The lineup has put up numbers through the opening stretch of the season that would make most baseball fans do a double take. The statistics across the board have been flashy and show the Wolverines certainly know what they are doing at the plate.
Michigan has averaged more than nine runs per game through its first twelve games and has yet to be shut out. The team batting average is .297, just a shade under the coveted .300 mark, which shows that this team isn’t exactly a slouch when it comes to its hitting ability.
The team’s on-base percentage (obp) currently sits at .408 and its slugging percentage (slg) is .503. When the Wolverines step up to the plate they get on base — and also hit the ball pretty dang hard in the process.
This impressive start to the season has been the result of a remarkably consistent starting nine.
“(The lineup) is a hard out top to bottom,” Michigan coach Erik Bakich said. “It’s hard to pitch to all nine guys.”
Individually, six of the nine starters are currently touting a batting average over .300, and six of the nine also have at least one home run.
This offensive consistency is spearheaded by graduate infielder Matt Frey who has put up a .395 batting average, a .533 obp and .582 slg through 12 starts. Frey leads the team in both batting average and obp, though he has been out slugged by the likes of leadoff hitter junior outfielder Clark Elliot and fellow graduate student, outfielder Joe Stewart.

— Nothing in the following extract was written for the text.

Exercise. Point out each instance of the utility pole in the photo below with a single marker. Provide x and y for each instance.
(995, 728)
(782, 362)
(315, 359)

All these numbers on their own seem very impressive, and they are — hitting a baseball is considered one of the hardest things in sports for a reason — but it is important to look at these statistics in the context of the college baseball landscape at large. And much of the field is more than stacking up.
The Wolverines 9.25 runs a game are good for just 25th best in DI college baseball. It’s a solid showing, but that still leaves many teams that have shown greater proficiency at putting runs on the board. And that is their highest ranked offensive category.

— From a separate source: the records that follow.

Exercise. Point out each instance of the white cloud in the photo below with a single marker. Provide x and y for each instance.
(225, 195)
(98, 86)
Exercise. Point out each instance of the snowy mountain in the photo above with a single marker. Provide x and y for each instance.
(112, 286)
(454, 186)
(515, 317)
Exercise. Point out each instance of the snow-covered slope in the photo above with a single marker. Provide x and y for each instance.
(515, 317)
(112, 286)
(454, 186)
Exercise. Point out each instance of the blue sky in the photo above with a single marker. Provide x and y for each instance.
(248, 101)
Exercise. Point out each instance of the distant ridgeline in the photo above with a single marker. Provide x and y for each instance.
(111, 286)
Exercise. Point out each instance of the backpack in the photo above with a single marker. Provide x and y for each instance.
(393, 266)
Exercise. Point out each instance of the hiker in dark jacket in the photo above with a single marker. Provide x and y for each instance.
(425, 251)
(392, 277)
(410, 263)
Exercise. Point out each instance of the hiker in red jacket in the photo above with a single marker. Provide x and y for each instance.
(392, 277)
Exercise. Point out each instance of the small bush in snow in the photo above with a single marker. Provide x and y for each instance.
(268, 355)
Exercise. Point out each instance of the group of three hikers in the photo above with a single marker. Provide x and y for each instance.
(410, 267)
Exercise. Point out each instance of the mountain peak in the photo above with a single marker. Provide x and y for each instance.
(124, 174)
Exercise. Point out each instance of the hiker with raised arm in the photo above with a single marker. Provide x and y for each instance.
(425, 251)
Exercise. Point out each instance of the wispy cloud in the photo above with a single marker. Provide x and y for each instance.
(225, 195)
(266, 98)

Michigan comes in at 55th in batting average, 43rd in obp and 32nd in slg. While none of these rankings suggest that the Wolverines secretly boast a subpar offense, they do show that the team has not yet proven to be one of the best the sport has to offer.

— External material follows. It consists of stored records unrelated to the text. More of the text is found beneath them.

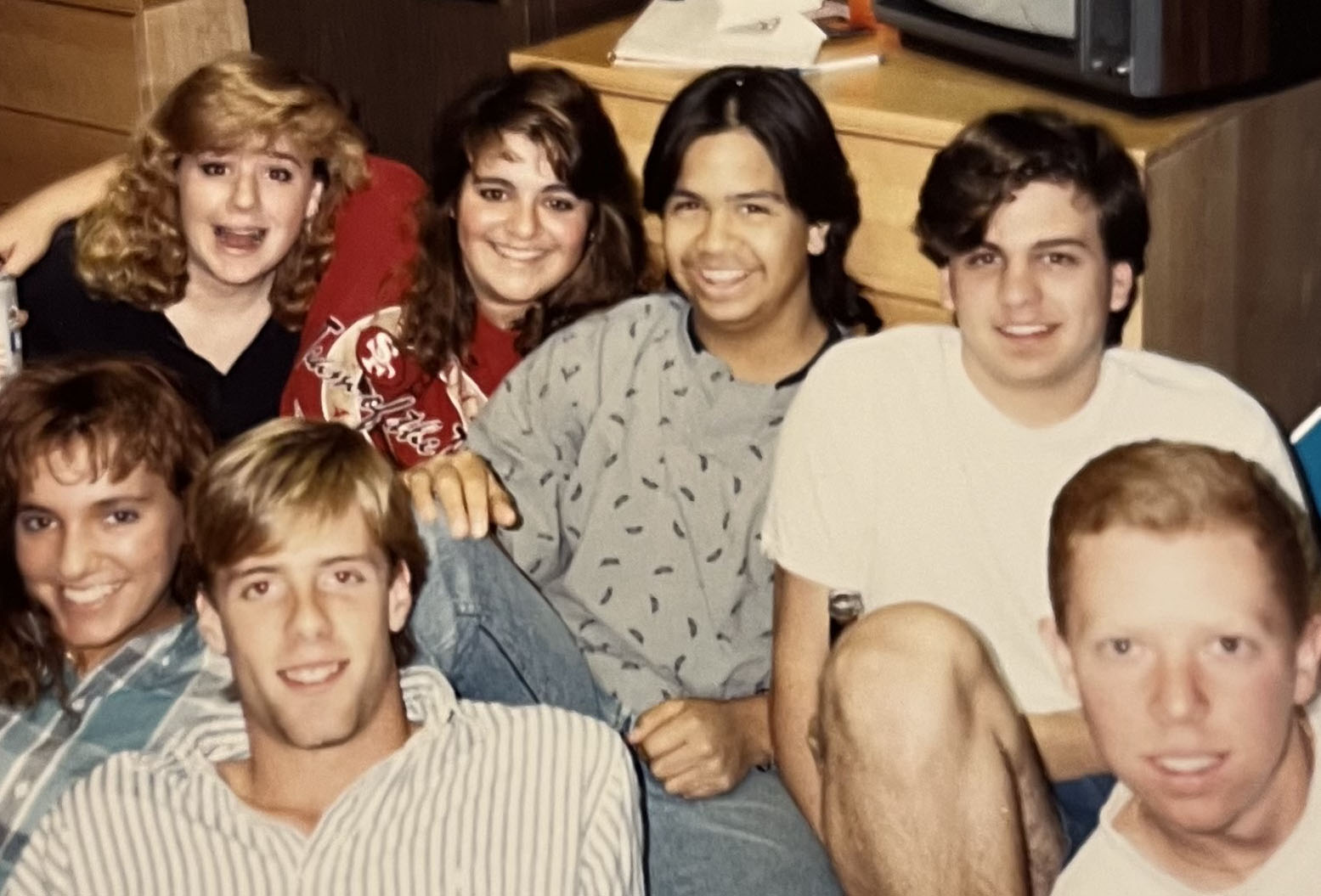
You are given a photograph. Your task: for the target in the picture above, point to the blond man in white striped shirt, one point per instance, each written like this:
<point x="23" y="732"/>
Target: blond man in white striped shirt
<point x="338" y="775"/>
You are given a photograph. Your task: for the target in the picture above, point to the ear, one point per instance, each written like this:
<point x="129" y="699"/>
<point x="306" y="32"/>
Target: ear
<point x="1308" y="658"/>
<point x="816" y="234"/>
<point x="1121" y="285"/>
<point x="1059" y="651"/>
<point x="946" y="290"/>
<point x="313" y="200"/>
<point x="209" y="624"/>
<point x="399" y="599"/>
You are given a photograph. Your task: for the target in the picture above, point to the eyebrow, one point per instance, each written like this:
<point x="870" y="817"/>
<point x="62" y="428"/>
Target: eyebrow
<point x="1056" y="242"/>
<point x="261" y="568"/>
<point x="104" y="504"/>
<point x="733" y="197"/>
<point x="285" y="156"/>
<point x="556" y="187"/>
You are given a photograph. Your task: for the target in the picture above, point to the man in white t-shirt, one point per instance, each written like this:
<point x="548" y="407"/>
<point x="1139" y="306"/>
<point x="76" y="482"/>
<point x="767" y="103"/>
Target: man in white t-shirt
<point x="917" y="468"/>
<point x="1183" y="582"/>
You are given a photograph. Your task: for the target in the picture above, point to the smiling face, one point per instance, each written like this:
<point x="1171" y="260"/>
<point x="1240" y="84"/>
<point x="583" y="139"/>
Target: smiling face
<point x="307" y="628"/>
<point x="242" y="211"/>
<point x="1033" y="301"/>
<point x="1189" y="673"/>
<point x="732" y="242"/>
<point x="521" y="228"/>
<point x="98" y="554"/>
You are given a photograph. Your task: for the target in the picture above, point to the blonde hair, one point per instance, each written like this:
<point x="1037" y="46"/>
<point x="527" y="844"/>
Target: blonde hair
<point x="291" y="470"/>
<point x="1172" y="487"/>
<point x="131" y="246"/>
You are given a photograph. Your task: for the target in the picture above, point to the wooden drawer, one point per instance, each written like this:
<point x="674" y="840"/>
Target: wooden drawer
<point x="905" y="309"/>
<point x="884" y="254"/>
<point x="68" y="62"/>
<point x="37" y="151"/>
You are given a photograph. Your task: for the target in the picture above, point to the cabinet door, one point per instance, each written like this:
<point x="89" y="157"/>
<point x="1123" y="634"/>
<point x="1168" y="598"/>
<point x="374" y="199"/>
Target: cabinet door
<point x="399" y="61"/>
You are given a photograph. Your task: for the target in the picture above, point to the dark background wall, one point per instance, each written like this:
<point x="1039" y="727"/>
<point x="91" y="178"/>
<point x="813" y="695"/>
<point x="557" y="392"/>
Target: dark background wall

The NCAA at large has had a strong start to the season in the batter’s box, but the first dozen or so games don’t necessarily reveal what the rest of the season will hold. Michigan knows it has a talented group, and this offense intends to stand the test of time.
When asked if the team expected to perform at this high of a level before the season started, junior infielder Ted Burton didn’t hesitate with his response.
“Yes,” Burton said. “You look at our batting practice, the way we go about ourselves, and all of our approaches. We’re an older lineup … a lot of power and discipline.”
As the season continues, it is likely the offensive performance of many teams will cool down from this hot start. The teams at the top will be the ones that can show continued consistency through the mid and late season.
Once the season settles into it’s usual rhythm, the Wolverines have the opportunity to prove just what they are capable of.
And this offense could prove to be something significant.